Em 3 de abril, o noticiário Noticias Uno fez uma grave reclamação no ar. De acordo com a mídia, sua diretora Cecilia Orozco foi perseguida por uma carruagem mortuária até sua residência.
De acordo com a mídia, o evento ocorreu no último fim de semana de feriado, quando Orozco deixou o escritório de notícias a caminho de sua casa. A jornalista viajava pelo oeste de Bogotá, quando percebeu que um carro funerário, mas sem placas, a seguia de perto.
A notícia mostrou como o carro seguiu o comunicador por mais de 40 quarteirões, antes da intervenção da polícia. O pessoal uniformizado que chegou ao local parou o veículo e interrogou o motorista.
A resposta do motorista surpreendeu os homens uniformizados e os acompanhantes do jornalista. Segundo o homem, um colega da empresa lhe disse “seguir o esquema de segurança”. Ele também acrescentou que seu trabalho era ir e pegar um “falecido”.
Embora o motorista insistisse que iria prestar o serviço, o carro não tinha caixão, atestado de óbito ou autorização de saúde que lhe permitisse mover um corpo e não tinha o endereço exato de onde deveria pegar o corpo.
Durante a inspeção, o motorista do carro funerário apresentou um cartão da empresa de serviços funerários Jardines del Recuerdo, que, quando questionado sobre a identidade do sujeito, garantiu que ele não trabalhava mais lá e que durante o tempo em que era trabalhador era designer de lápides.
O sujeito disse que ele também trabalhava para o Grupo Renacer, mas a empresa negou que funcionasse lá. Por enquanto, as autoridades estão investigando o caso, para que possam revelar quem está por trás dele.
A violência contra jornalistas continua aumentando
A Fundação para a Liberdade de Imprensa (FLIP) revelou alguns dados sobre os ataques a que jornalistas foram submetidos na Colômbia ao longo de 2021 e até agora em 2022. Infelizmente, a Flip registrou 700 ataques físicos, ameaças, assédio e obstruções à imprensa colombiana no ano passado.
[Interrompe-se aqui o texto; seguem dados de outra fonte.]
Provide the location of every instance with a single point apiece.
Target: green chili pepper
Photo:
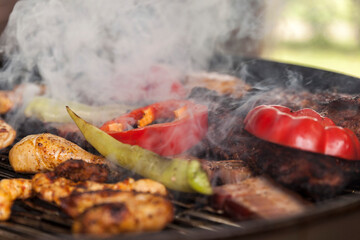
(177, 174)
(51, 110)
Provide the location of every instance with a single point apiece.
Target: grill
(194, 219)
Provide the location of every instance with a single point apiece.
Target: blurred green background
(323, 34)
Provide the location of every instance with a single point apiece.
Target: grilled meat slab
(257, 197)
(315, 175)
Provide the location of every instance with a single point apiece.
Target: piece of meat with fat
(120, 212)
(51, 188)
(257, 197)
(43, 152)
(315, 175)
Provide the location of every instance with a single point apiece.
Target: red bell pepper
(304, 129)
(166, 128)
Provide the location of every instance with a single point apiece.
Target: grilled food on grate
(150, 195)
(121, 211)
(10, 190)
(258, 197)
(43, 152)
(7, 134)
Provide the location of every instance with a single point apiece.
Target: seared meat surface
(79, 170)
(258, 197)
(43, 152)
(52, 188)
(119, 211)
(315, 175)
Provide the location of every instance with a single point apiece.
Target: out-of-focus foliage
(324, 34)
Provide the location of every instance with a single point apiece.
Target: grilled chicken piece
(10, 190)
(257, 198)
(7, 134)
(43, 152)
(120, 212)
(52, 188)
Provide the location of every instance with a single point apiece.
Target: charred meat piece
(7, 134)
(79, 170)
(344, 111)
(10, 190)
(257, 198)
(43, 152)
(119, 211)
(314, 175)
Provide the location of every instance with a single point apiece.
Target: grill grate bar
(211, 217)
(194, 223)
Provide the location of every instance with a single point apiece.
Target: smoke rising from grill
(103, 50)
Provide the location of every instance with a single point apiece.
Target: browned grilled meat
(119, 211)
(79, 170)
(10, 190)
(257, 198)
(52, 188)
(76, 203)
(43, 152)
(315, 175)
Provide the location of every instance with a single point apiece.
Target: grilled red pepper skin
(304, 129)
(166, 139)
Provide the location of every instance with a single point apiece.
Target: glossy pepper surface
(166, 128)
(304, 129)
(175, 173)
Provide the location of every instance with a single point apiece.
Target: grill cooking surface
(34, 218)
(194, 218)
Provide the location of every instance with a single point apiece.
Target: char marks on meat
(258, 197)
(315, 175)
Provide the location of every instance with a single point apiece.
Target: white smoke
(103, 51)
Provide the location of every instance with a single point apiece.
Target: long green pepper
(177, 174)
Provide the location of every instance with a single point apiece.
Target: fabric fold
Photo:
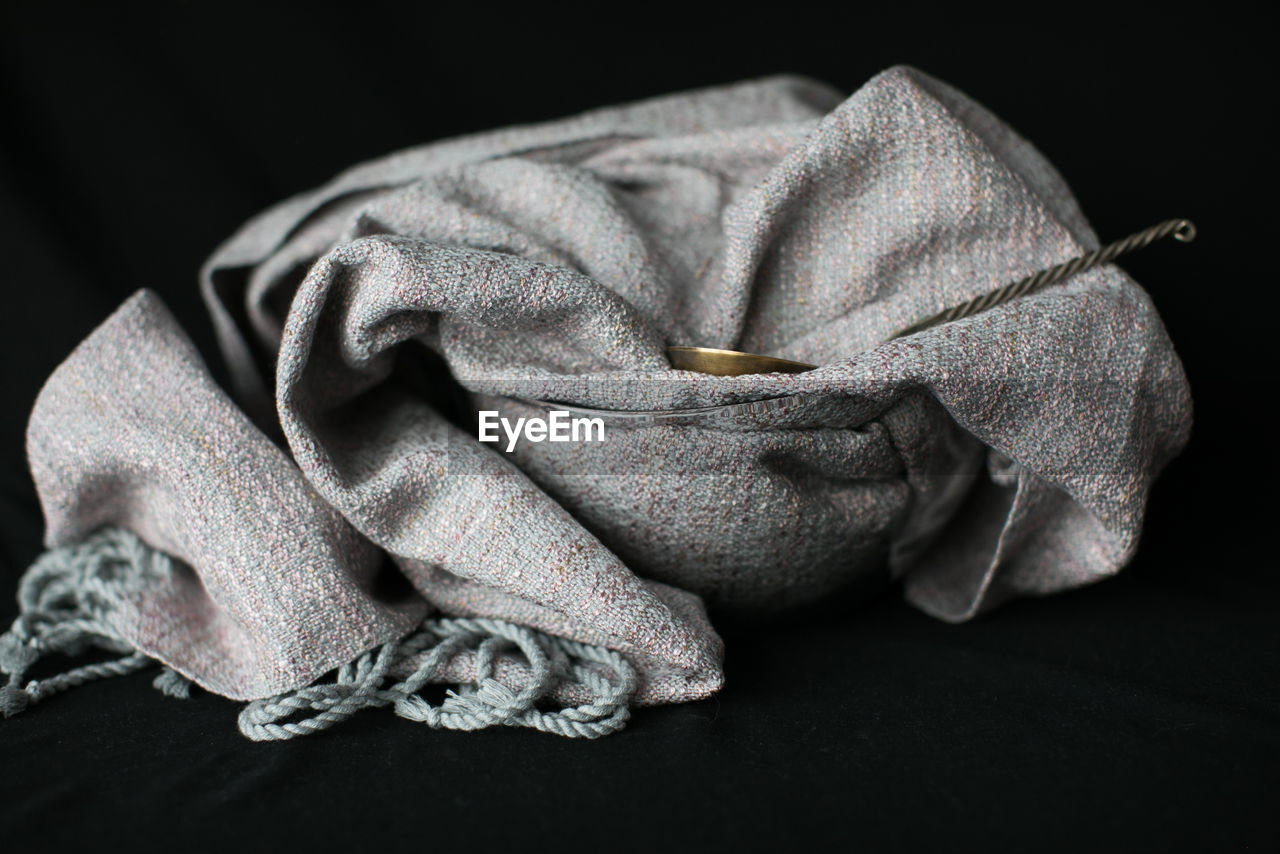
(548, 268)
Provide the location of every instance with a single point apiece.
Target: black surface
(1142, 713)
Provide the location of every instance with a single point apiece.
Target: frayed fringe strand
(68, 594)
(488, 702)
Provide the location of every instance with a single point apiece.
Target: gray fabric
(1005, 453)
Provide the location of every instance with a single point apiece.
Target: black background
(1142, 713)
Em primeiro lugar, a Fundação salientou que os ataques registados no ano passado ocorreram principalmente no meio dos dias de protesto da Greve Nacional, que durou pouco mais de dois meses. O número total de ataques foi de 684, esclarecendo que dentro de um ataque pode haver mais de um jornalista envolvido, então as vítimas foram 768.
Esses dados são alarmantes porque mostrariam que, nos últimos anos, os ataques à imprensa na Colômbia aumentaram. Considerando que em 2020 a mesma fundação registrou 449 casos e 648 vítimas, o que significa um aumento de 31%.
Até agora, em 2022, a Flip já registrou 22 violações da liberdade de imprensa na Colômbia. Em detalhes, a entidade explicou que há assédios (9), ameaças (8), obstáculos ao acesso a informações (2) e danos à infraestrutura de mídia (2).
Sobre os ataques ocorridos em 2021, a Flip estabeleceu que “a força pública foi o maior agressor da imprensa” com 247 ataques registados, dos quais 227 foram a meio dos dias de protesto. Isso significaria que aproximadamente 1 em cada 3 ataques à imprensa vêm das forças públicas do país.
Ameaças aos jornalistas foram a forma mais comum de agressão. “Em 2021, houve um aumento de casos em relação ao ano anterior, quando registramos 152. As ameaças têm consequências diferentes: da autocensura ao abandono do jornalismo”, lê-se na reportagem da Flip. E aqueles que ameaçaram a imprensa eram principalmente desconhecidos (56), indivíduos (52) e as forças de segurança (18 casos).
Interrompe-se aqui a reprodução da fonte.